C H A P T E R  1

Sun StorageTek 5800 System Overview

This chapter introduces the hardware and software that make up the Sun StorageTek 5800 system. It provides an introduction to the system components and software functions and contains the following sections:


Product Overview

The Sun StorageTek 5800 system is an online storage appliance featuring a fully integrated hardware and software architecture in which the disk-based storage nodes are arranged in a symmetric cluster. Data can be associated with metadata for easy reference as discussed in Metadata.

Both data and metadata are distributed across disks and nodes. There is no dedicated metadata server or master node, and the system presents a simple, single image for client and administrator access. The clustered and redundant design provides high availability, good performance, and exceptional data integrity.

Clustered Design

The Sun StorageTek 5800 system uses a symmetric, clustered, architecture (FIGURE 1-1). All storage control, data, and metadata path operations are distributed across the cluster to provide both reliability and performance scaling. Each node is independent of all other nodes, and there is complete symmetry in both hardware and software on each node.


FIGURE 1-1 Sun StorageTek 5800 System Clustered Architecture

Figure displays the clustered architecture of the Sun StorageTek 5800 System.


The Sun StorageTek 5800 system's stateless design principles ensure that there is no single point of failure or contention for resources. Its cost of ownership, maintainability, and reliability designs also help improve cluster scaling.

A Sun StorageTek 5800 system consists of a cluster of nodes in which each node contains a standard processor, memory, and storage disks. The cluster is accessed using an application programming interface (API) or a file system view. For more information, see Data Access in Sun StorageTek 5800 System Storage.

Each node in the system is capable of handling data operations using this API. A load-spreading switch balances traffic from the clients to the nodes.
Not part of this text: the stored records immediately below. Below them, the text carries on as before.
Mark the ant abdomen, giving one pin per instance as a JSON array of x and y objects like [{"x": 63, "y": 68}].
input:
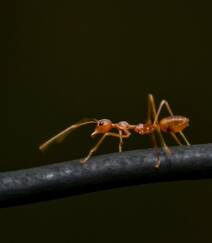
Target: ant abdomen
[{"x": 173, "y": 123}]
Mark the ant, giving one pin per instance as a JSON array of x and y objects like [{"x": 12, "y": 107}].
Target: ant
[{"x": 172, "y": 124}]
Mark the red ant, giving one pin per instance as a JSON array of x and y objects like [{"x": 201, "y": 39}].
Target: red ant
[{"x": 172, "y": 124}]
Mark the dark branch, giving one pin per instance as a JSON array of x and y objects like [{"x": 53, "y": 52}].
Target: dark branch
[{"x": 104, "y": 172}]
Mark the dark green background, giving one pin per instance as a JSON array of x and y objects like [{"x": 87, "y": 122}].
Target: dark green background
[{"x": 75, "y": 59}]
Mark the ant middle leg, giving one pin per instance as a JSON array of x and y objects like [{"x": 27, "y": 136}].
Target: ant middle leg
[
  {"x": 120, "y": 140},
  {"x": 153, "y": 114}
]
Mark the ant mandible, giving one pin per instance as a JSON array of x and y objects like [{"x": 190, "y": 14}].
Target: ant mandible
[{"x": 172, "y": 124}]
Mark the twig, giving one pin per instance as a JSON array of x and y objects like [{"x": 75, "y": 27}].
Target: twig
[{"x": 104, "y": 172}]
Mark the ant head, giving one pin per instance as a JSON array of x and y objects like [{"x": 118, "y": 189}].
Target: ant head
[{"x": 103, "y": 126}]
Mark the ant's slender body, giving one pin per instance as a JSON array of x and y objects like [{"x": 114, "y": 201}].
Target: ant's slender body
[{"x": 172, "y": 124}]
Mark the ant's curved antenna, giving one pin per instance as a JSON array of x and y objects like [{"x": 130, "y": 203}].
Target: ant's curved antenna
[{"x": 58, "y": 138}]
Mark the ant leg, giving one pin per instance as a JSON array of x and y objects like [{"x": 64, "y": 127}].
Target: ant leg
[
  {"x": 152, "y": 109},
  {"x": 98, "y": 144},
  {"x": 164, "y": 102},
  {"x": 176, "y": 138},
  {"x": 184, "y": 138},
  {"x": 120, "y": 141},
  {"x": 155, "y": 145}
]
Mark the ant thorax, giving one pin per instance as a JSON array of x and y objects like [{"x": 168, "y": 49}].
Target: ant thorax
[{"x": 143, "y": 129}]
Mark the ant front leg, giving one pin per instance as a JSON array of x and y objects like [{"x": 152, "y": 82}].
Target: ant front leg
[
  {"x": 153, "y": 113},
  {"x": 94, "y": 149}
]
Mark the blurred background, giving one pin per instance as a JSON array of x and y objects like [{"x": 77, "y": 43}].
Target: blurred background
[{"x": 74, "y": 59}]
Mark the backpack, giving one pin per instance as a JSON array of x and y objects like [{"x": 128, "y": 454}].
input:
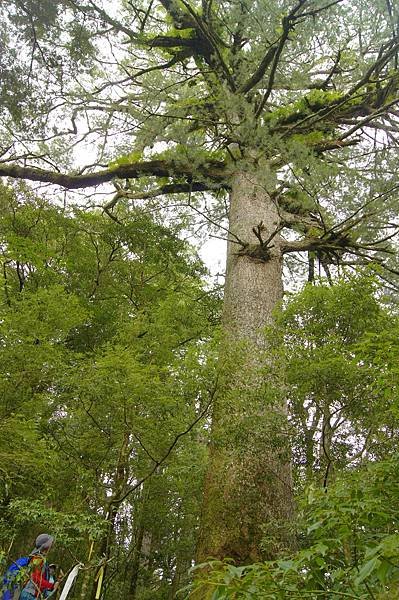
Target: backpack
[{"x": 14, "y": 580}]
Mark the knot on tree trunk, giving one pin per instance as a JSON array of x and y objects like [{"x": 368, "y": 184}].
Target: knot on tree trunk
[
  {"x": 258, "y": 252},
  {"x": 262, "y": 251}
]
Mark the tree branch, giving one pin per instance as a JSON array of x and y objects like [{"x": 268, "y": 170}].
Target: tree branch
[{"x": 214, "y": 171}]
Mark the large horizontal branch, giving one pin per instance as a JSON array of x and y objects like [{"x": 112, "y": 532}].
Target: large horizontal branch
[{"x": 214, "y": 171}]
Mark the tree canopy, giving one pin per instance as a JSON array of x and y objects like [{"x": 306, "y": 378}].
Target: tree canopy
[{"x": 127, "y": 128}]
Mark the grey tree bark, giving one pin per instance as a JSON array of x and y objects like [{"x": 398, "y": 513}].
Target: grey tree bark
[{"x": 248, "y": 493}]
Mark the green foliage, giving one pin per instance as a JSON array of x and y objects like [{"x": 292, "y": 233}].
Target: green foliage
[{"x": 350, "y": 546}]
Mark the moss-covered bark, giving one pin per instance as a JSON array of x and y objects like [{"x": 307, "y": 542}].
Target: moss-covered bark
[{"x": 248, "y": 488}]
Some housekeeping functions are delegated to an elected master node, although those services can fail over to any other node in the system without affecting reliability or availability.

Sun StorageTek 5800 System Cell

A Sun StorageTek 5800 system or silo consists of a half-cell of 8 nodes or a full cell of 16 nodes. (Multicell systems are not currently available.)


FIGURE 1-2 Sun StorageTek 5800 System Half-Cell and Single Cell Silo

Figure shows both a half-cell and single cell StorageTek 5800 silo. The half-cell has 8 storage nodes, while the full cell has 16 storage nodes.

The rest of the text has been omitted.